The first time I laid eyes on Machu Picchu was 16 years ago, and even though I do not consider myself a particularly spiritual person, what I experienced in that moment was profound, and has stayed with me. It’s the same each time I return.
Let’s start with a hypothesis: What makes Machu Picchu a cultural heritage of humanity is precisely that shared experience of awe and awakening — a sensation felt by millions of others who stood in that spot and saw and felt the same thing.

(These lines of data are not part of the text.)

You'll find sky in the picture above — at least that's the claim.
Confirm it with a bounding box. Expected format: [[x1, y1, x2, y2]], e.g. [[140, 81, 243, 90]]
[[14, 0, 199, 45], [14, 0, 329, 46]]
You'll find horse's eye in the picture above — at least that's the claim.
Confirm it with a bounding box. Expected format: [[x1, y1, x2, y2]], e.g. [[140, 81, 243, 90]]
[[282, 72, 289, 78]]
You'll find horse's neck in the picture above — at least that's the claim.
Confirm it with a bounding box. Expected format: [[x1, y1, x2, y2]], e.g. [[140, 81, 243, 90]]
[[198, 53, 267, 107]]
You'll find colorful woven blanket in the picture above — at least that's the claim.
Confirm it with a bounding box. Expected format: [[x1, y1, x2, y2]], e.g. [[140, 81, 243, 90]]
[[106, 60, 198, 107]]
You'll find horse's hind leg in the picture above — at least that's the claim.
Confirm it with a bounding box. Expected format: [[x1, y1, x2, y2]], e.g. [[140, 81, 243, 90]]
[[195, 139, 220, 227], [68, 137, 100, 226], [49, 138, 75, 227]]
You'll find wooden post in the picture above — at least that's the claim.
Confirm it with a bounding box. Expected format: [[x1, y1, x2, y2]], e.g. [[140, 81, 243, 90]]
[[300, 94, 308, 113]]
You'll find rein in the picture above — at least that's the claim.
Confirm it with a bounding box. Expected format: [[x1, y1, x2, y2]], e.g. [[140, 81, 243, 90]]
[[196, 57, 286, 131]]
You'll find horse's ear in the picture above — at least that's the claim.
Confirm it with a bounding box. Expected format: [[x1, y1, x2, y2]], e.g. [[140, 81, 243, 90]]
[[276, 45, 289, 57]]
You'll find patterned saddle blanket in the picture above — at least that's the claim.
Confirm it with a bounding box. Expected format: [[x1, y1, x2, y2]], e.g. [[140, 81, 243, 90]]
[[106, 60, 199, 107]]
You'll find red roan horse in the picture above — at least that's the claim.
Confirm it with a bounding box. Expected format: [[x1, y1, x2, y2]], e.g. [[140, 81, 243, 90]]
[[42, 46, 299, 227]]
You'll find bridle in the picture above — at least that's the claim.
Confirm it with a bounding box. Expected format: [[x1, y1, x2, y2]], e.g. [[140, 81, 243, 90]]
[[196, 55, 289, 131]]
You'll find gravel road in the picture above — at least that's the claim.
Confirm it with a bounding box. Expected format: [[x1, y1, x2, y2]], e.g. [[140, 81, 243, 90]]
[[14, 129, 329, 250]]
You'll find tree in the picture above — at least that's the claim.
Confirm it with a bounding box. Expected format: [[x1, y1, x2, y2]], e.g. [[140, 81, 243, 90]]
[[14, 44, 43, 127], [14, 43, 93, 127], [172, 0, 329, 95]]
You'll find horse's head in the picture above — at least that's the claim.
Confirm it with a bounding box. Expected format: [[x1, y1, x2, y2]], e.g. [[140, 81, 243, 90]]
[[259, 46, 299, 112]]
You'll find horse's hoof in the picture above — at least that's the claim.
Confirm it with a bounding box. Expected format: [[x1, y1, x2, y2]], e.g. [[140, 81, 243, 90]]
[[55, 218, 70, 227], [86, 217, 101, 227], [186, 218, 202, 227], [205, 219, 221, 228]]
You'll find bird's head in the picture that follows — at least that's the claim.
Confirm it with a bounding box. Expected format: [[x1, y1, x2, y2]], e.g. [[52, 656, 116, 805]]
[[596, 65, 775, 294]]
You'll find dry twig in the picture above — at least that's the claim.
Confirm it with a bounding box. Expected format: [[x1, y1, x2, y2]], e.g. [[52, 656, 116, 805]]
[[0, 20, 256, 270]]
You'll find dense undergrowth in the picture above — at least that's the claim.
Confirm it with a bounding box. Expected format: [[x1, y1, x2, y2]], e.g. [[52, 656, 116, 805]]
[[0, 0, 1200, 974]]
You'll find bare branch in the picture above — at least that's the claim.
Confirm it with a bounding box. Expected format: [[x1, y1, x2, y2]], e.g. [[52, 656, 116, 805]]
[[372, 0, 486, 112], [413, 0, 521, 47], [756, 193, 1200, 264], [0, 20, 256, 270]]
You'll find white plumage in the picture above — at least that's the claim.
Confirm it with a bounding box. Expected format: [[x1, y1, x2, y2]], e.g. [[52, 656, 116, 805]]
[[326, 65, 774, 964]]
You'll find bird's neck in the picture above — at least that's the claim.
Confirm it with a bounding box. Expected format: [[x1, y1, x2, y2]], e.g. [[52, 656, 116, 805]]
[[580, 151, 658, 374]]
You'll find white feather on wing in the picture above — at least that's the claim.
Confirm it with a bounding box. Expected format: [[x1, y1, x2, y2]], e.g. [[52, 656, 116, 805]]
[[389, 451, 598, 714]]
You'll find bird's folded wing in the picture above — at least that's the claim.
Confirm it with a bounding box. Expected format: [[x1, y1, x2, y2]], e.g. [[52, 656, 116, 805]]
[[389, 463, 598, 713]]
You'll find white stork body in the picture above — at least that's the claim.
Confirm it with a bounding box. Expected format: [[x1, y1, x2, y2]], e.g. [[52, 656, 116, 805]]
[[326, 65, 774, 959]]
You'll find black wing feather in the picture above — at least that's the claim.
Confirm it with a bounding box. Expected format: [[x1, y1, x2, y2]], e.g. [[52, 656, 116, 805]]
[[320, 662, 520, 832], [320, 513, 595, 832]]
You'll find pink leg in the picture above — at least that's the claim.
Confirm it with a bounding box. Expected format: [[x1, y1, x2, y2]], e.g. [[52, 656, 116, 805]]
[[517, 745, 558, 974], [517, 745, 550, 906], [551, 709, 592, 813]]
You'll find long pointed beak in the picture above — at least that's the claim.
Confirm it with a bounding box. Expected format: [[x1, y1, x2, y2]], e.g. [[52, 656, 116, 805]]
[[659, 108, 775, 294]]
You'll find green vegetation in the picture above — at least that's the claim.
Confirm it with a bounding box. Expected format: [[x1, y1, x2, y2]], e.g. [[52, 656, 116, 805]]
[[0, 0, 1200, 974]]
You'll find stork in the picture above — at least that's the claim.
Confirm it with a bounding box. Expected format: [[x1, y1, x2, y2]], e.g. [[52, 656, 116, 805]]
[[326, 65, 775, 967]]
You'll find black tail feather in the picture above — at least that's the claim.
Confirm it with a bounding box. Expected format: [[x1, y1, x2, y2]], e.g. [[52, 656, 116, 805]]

In that moment, you are a little more connected to humanity.
For more than 100 years, the poetic architecture of Machu Picchu, perched perfectly on the saddle of a mountain between two craggy peaks, has challenged adequate description.
Chilean poet Pablo Neruda, in his classic poem Heights of Machu Picchu, wrote:
Then up the ladder of the earth I climbed
through the barbed thickets of lost jungle
until I reached you Machu Picchu:
High city of laddered stone,
finally resident of what is earthly
you did not hide in the dormant raiment
George Kubler, the great 20th century art historian, wrote in 1960 that the “dimensions and directions of the town are ‘around’ and ‘up’ and ‘down’; the units of urban space are contoured terraces, rising by pyramidal stages and spreading across the saddle like a blanket of ribbed and stony weave.”1
On either side, the contoured terraces fall sharply away into “green-blue abysses” — a sheer drop to the jungle gorge below where the Urubamba River snakes almost completely around the towering citadel in a horseshoe bend.
Since its scientific “discovery” one hundred and one years ago by Yale professor Hiram Bingham, the question of why Machu Picchu was built and what purpose the incomparable stone city served in Inca society remains an enduring mystery.